From inside the Winista method, I fall back on the URLMon here:

   public MimeType GetMimeTypeFromFile(string filePath)
    {
        sbyte[] fileData = null;
        using (FileStream srcFile = new FileStream(filePath, FileMode.Open, FileAccess.Read))
        {
            byte[] data = new byte[srcFile.Length];
            srcFile.Read(data, 0, (Int32)srcFile.Length);
            fileData = Winista.Mime.SupportUtil.ToSByteArray(data);
        }

        MimeType oMimeType = GetMimeType(fileData);
        if (oMimeType != null) return oMimeType;

        //We haven't found the file using Magic (eg a text/plain file)
        //so instead use URLMon to try and get the files format
        Winista.MimeDetect.URLMONMimeDetect.urlmonMimeDetect urlmonMimeDetect = new Winista.MimeDetect.URLMONMimeDetect.urlmonMimeDetect();
        string urlmonMimeType = urlmonMimeDetect.GetMimeFromFile(filePath);
        if (!string.IsNullOrEmpty(urlmonMimeType))
        {
            foreach (MimeType mimeType in types)
            {
                if (mimeType.Name == urlmonMimeType)
                {
                    return mimeType;
                }
            }
        }

        return oMimeType;
    }

Update:

To work out more files using magic here is a FILE SIGNATURES TABLE

Answer 2

you can check you file type in FileApload by

ValidationExpression="^.+.(([pP][dD][fF])|([jJ][pP][gG])|([pP][nN][gG])))$"

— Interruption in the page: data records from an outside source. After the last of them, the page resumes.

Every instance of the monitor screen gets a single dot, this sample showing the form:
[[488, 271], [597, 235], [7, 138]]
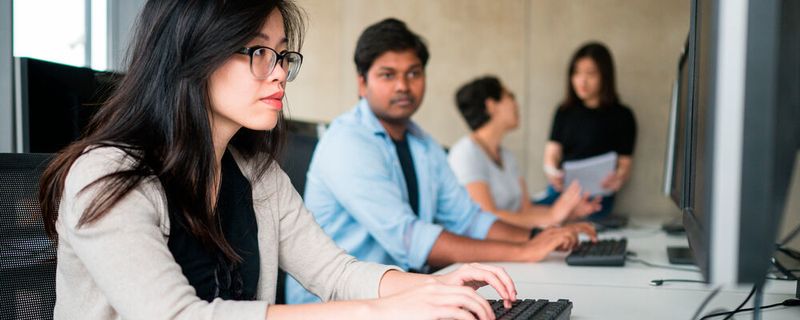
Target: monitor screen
[[744, 134], [676, 162]]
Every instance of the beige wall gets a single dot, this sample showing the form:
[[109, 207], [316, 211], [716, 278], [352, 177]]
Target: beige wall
[[527, 43]]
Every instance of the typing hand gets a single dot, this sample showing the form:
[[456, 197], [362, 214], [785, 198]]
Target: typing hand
[[434, 300], [583, 228], [549, 240], [476, 275]]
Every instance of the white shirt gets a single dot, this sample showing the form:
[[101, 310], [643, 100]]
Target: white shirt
[[470, 163]]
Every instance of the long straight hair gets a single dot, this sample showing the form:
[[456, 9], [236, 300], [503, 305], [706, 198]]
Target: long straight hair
[[601, 56], [159, 115]]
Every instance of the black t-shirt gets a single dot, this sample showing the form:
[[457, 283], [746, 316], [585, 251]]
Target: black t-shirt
[[584, 132], [409, 173], [210, 273]]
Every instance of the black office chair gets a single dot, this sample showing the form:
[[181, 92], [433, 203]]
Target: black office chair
[[27, 256]]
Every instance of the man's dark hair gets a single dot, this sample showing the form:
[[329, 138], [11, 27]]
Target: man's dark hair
[[388, 35], [471, 99]]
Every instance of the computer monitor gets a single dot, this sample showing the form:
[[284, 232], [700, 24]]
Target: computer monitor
[[54, 103], [675, 185], [745, 111]]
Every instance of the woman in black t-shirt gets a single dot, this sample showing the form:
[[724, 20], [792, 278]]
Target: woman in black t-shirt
[[590, 121]]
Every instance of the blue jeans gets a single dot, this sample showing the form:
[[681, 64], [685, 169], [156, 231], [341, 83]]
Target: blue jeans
[[607, 203]]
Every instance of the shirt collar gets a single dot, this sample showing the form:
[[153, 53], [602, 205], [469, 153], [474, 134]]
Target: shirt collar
[[368, 118]]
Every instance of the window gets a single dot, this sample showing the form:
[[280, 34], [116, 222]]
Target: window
[[56, 30]]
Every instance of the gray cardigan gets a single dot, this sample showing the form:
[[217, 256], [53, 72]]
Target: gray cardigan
[[120, 267]]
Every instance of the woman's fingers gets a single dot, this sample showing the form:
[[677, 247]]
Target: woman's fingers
[[466, 298], [499, 280]]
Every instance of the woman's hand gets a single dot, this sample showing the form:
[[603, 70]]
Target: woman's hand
[[549, 240], [476, 275], [573, 204], [583, 227], [434, 300], [613, 182], [555, 177], [586, 206]]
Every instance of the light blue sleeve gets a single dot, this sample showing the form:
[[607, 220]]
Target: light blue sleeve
[[358, 173], [456, 210]]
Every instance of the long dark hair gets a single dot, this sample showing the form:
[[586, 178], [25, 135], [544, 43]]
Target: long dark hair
[[159, 114], [605, 64]]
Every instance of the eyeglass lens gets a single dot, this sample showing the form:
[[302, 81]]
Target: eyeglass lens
[[264, 61]]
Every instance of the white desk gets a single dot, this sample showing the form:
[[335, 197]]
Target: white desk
[[626, 293]]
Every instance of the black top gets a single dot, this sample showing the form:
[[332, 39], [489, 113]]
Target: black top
[[584, 132], [407, 163], [210, 273]]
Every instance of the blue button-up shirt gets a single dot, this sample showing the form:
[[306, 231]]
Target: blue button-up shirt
[[357, 193]]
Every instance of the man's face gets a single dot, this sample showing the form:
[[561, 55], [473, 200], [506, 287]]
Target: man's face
[[394, 86]]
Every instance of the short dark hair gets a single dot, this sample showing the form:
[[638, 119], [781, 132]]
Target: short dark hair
[[601, 56], [388, 35], [471, 99]]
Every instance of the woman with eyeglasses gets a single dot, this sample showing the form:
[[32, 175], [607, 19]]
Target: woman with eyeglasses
[[490, 173], [172, 206], [589, 122]]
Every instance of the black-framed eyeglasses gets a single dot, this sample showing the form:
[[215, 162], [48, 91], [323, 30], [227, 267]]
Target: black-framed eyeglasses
[[264, 59]]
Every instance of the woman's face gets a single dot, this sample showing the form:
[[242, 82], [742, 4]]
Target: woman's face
[[586, 79], [238, 99], [505, 111]]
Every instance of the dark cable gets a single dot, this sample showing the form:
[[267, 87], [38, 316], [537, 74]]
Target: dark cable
[[653, 265], [742, 304], [658, 282], [785, 303], [705, 302], [757, 302]]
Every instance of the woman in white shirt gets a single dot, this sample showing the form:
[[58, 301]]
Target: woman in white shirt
[[172, 206], [490, 173]]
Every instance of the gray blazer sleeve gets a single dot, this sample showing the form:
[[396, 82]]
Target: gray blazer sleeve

for ex: you can add ([rR][aA][rR]) for Rar file type and etc ...

Answer 3

Checking the names or extension is in no way a reliable idea. The only way you can be sure is that you actually read the content of the file.

i.e. if you want to check the file for image, you should try loading image from the file and if it fails, you can be sure that it is not an image file. This can be done easily using GDI objects.

Same is also true for PDF files.

Conclusion is, don't rely on the user supplied name or extension.